Le second est burlesque : Ismaël est musicien, il est enfermé, contre sa volonté, dans un établissement psychiatrique. Il y dansera le hip-hop et sortira indemne des poursuites menées contre lui par les impôts grâce à un avocat aussi déjanté que lui.
Nora et Ismaël se retrouvent, puis s'éloignent l'un de l'autre doucement et définitivement.
Ces deux trajectoires qui se sont heurtées, se heurtent puis reprennent leur distance à nouveau sont comme deux cordes qui génèrent une mélodie au contrepoint aussi simple que les harmoniques sont complexes, riches et puissantes.
Ici, le regard du metteur en scène perçoit et dévoile la part de l'humain dans le moindre geste, ce qui rattache chacun de ses personnages à une humanité bien plus grande que le film lui-même. D'où sans doute les nombreuses références aux mythes classiques (via les affiches sur les murs, ou encore le dessin que Nora offre à son père).
Hommes et femmes y sont bien des rois et des reines, pris dans cette tragi-comédie implacable, la vie. Même Nora, personnage fermé et froid, se complexifie au contact des hommes qui ont fait sa vie.
Rois et reine est un film de ≪ famille ≫ : père trop aimant dans l’enfance de Nora, père généreux et juste d’Ismaël, volonté d’un père et refus d’un autre d’adopter un fils, incapacité de Nora à être mère, et cætera.

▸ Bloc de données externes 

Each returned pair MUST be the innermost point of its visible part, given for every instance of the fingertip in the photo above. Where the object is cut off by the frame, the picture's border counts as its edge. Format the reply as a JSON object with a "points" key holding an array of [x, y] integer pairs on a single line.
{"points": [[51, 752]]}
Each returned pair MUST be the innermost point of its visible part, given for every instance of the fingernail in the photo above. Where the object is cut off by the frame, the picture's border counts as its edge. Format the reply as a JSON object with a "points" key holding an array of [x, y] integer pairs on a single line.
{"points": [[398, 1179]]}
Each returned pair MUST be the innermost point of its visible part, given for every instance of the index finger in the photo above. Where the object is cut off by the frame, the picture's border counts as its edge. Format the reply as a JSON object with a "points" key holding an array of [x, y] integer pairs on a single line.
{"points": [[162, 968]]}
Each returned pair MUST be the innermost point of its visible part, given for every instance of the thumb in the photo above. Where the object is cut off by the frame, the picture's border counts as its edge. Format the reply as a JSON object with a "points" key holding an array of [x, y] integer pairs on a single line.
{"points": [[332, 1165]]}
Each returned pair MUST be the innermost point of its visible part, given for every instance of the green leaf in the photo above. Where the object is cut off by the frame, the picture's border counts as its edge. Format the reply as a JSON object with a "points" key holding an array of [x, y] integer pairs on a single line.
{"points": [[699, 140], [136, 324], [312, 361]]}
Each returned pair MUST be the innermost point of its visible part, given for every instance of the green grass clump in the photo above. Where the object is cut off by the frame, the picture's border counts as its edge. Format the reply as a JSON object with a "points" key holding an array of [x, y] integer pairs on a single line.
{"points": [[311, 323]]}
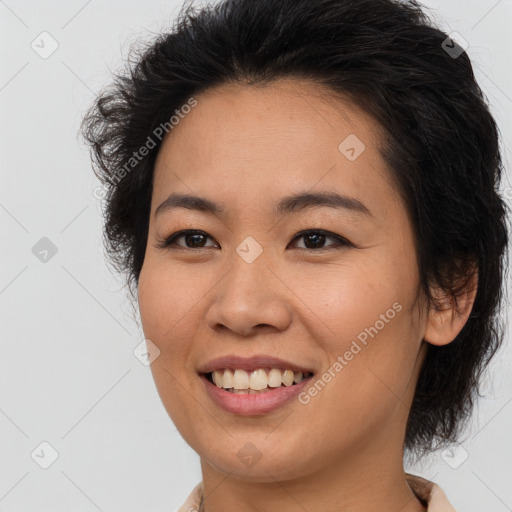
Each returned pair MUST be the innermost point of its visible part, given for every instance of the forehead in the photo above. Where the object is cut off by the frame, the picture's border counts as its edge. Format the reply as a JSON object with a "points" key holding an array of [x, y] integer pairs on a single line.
{"points": [[261, 142]]}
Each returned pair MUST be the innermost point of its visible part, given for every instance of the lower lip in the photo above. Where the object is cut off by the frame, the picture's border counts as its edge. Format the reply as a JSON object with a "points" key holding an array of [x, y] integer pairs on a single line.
{"points": [[256, 403]]}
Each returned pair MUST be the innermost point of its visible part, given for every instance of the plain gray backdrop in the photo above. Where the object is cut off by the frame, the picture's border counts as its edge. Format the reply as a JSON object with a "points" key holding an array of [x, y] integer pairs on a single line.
{"points": [[69, 376]]}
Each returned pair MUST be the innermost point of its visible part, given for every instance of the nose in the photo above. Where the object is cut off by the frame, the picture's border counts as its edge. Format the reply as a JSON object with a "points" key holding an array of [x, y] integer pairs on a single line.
{"points": [[250, 299]]}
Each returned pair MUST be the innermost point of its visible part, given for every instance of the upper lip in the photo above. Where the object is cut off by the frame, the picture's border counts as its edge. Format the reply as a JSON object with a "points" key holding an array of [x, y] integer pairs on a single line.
{"points": [[251, 364]]}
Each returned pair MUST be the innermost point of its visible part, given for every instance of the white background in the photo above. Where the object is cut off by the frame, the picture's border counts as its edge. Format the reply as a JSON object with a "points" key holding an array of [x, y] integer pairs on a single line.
{"points": [[68, 373]]}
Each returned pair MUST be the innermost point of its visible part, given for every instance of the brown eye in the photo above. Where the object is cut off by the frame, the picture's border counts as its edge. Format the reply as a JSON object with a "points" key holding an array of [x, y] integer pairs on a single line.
{"points": [[315, 238], [194, 239]]}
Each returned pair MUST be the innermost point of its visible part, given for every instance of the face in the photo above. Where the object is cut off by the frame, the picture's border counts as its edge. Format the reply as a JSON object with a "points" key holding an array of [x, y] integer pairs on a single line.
{"points": [[341, 300]]}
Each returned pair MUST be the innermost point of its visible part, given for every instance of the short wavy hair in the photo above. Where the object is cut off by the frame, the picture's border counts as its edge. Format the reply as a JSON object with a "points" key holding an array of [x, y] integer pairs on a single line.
{"points": [[440, 142]]}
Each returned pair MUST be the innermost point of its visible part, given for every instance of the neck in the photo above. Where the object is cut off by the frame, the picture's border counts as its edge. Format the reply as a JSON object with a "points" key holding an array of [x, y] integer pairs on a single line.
{"points": [[375, 484]]}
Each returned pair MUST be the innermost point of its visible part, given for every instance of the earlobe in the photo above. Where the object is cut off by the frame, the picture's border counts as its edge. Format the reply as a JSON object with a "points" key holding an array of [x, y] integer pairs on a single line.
{"points": [[448, 317]]}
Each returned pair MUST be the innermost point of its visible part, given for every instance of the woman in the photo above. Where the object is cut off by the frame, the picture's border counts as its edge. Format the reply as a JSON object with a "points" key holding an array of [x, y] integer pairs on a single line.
{"points": [[303, 196]]}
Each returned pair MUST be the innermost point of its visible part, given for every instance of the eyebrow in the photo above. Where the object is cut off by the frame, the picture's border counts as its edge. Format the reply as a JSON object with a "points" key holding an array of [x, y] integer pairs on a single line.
{"points": [[290, 204]]}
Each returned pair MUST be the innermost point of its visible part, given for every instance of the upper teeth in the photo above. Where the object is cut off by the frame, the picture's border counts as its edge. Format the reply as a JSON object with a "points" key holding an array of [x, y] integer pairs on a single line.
{"points": [[257, 379]]}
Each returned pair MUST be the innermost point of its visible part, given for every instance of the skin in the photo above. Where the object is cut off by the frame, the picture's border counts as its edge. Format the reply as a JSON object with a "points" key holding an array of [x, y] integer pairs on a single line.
{"points": [[247, 147]]}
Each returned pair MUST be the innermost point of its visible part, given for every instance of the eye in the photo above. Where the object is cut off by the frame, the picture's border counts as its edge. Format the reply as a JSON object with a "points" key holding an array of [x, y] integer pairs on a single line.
{"points": [[315, 238], [195, 237]]}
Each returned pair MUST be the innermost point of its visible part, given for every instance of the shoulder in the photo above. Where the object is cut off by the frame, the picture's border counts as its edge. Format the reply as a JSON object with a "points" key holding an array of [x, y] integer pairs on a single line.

Dans l’une des dernières scènes du film, un homme et un enfant visitent le Musée de l’homme à Paris. Le cinéaste filme au plus près d’eux, l’exposition et l’espace du musée restant hors du champ. L’adulte explique à l’enfant, sans renoncer à ses mots d’adulte, pourquoi il ne peut l’adopter. Il dit les doutes, la culpabilité, le poids et les choix inhérents à la filiation.